O.J. Howard on tape is probably the best all around tight end I’ve seen in terms of athleticism, receiving ability, and blocking since I watched Travis Kelce. Kelce was much more violent (easily the most violent TE in the NFL even today), but Howard is more technical as a blocker and a bit more smooth in his routes as a prospect. Much of his lack of production can be traced to offensive scheme design and his quarterback.
David Njoku played wide receiver in 2015 before making the move to tight end in 2016. Unlike Jace Amaro, who made a similar move, Njoku doesn’t have concerns about his hands and after playing tight end for a year, he isn’t as raw as a blocker (though I wouldn’t put him super high there).

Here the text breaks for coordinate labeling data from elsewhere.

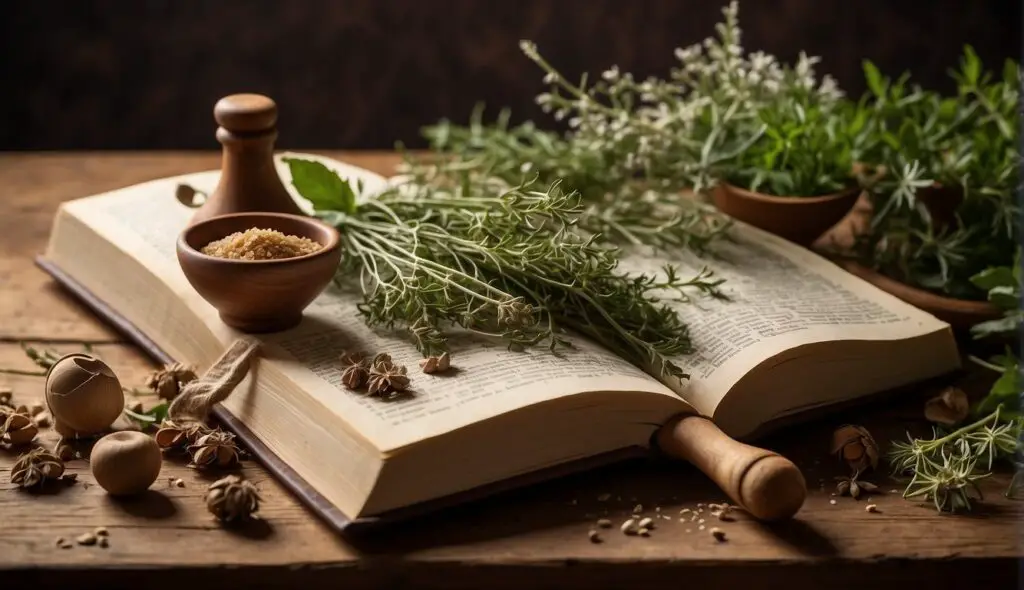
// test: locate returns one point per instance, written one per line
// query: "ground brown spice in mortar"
(256, 244)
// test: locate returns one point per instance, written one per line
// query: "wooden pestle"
(249, 180)
(768, 486)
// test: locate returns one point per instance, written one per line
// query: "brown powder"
(256, 244)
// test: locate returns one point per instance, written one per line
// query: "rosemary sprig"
(945, 469)
(507, 263)
(966, 144)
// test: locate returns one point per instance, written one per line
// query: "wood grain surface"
(532, 538)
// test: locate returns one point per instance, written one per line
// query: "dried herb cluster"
(381, 376)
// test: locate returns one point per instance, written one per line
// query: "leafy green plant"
(506, 263)
(634, 144)
(945, 469)
(809, 148)
(944, 206)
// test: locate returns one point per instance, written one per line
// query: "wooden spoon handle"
(768, 486)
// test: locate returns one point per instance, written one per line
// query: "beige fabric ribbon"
(199, 396)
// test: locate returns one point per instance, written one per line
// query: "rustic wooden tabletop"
(532, 538)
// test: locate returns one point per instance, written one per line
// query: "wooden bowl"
(799, 219)
(259, 295)
(961, 313)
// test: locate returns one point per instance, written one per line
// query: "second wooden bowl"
(961, 313)
(799, 219)
(259, 295)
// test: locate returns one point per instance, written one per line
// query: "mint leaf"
(994, 277)
(321, 185)
(1004, 297)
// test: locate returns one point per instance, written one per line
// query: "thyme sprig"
(946, 468)
(945, 208)
(506, 263)
(615, 205)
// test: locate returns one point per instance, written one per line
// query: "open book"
(798, 333)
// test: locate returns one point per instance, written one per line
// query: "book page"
(780, 296)
(143, 221)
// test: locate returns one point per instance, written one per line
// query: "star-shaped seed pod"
(216, 449)
(16, 428)
(231, 499)
(167, 382)
(856, 446)
(35, 467)
(386, 377)
(174, 436)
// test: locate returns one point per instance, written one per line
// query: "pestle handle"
(246, 113)
(768, 486)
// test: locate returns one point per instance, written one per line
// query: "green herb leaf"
(873, 78)
(322, 185)
(994, 278)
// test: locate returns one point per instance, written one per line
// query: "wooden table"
(529, 539)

Evan Engram is the smallest tight end in this class, but probably one of the top two athletically. Stylistically, he’s very similar to Detroit’s own Eric Ebron in terms of working between the 20s, but hasn’t warranted the same level of hype due to being so undersized.

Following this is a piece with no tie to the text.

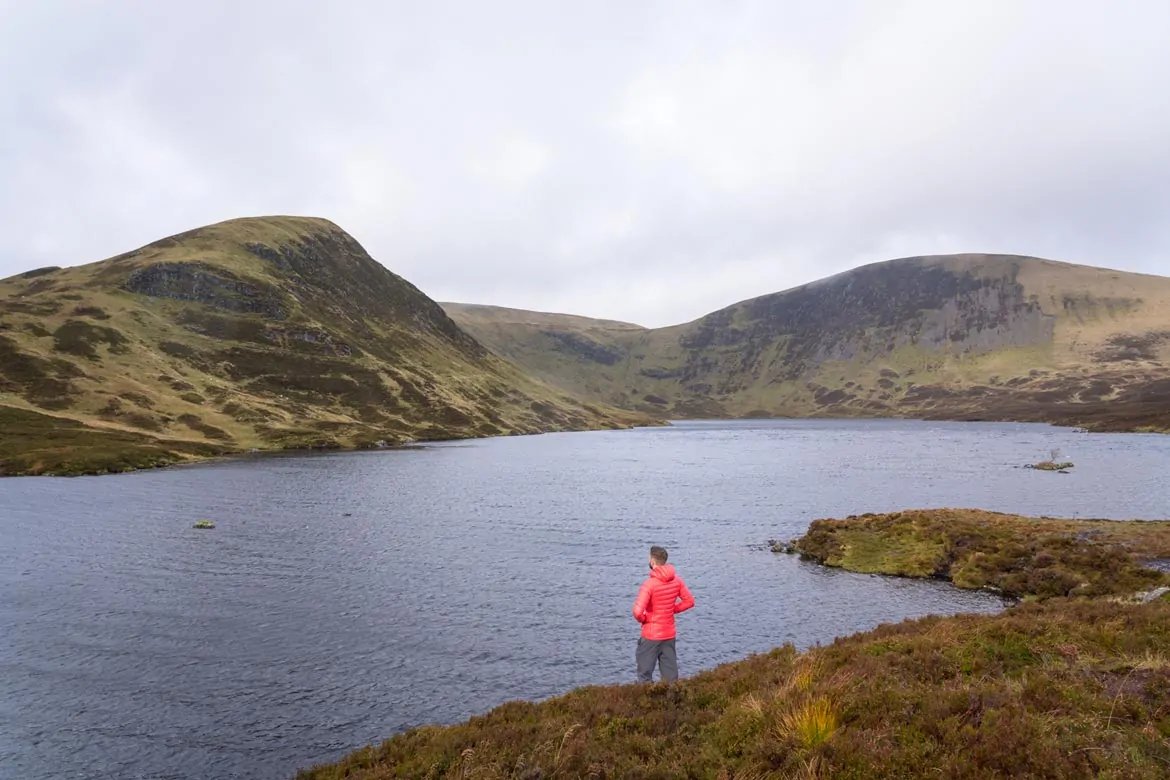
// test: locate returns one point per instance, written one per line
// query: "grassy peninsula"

The remaining group is full of potential, both tapped and untapped. They all carry varying levels of being able to block and catch the football, but none of them are significantly below average in either category, while all are above average to exceptional in one or the other. I have some athletic ability concerns with Kittle, Price, and Butt (who will be coming off a season-ending injury), but this group has guys who will end up in the mid rounds that would go in the second or third round of any other draft. I plan on doing some more precise, individual write ups for the tight ends in this class, but I’m confident the Detroit Lions could take a tight end in any round of the 2017 NFL draft and that player would not only play on game days, but contribute in a meaningful way, whether the team looks for another receiving option or a blocking type.
Level of Need
So very high. When I said in the opening of this article that even Eric Ebron’s top 10 season didn’t keep this group from posting its worst numbers in the Stafford era, I meant it. It’s more than just the receptions, too, as there isn’t a player on this roster that I would trust blocking the edge on a consistent basis. The team goes into the offseason with four tight ends, but I wouldn’t be surprised if two or even three more are added between now and training camp (I’m not assuming all four tight ends currently under contract will still be with the team). It’s a position that not only lacks depth, but doesn’t have anything resembling it, and it’s one the team should look at augmenting as soon as they can... well, as soon as they can after the first round.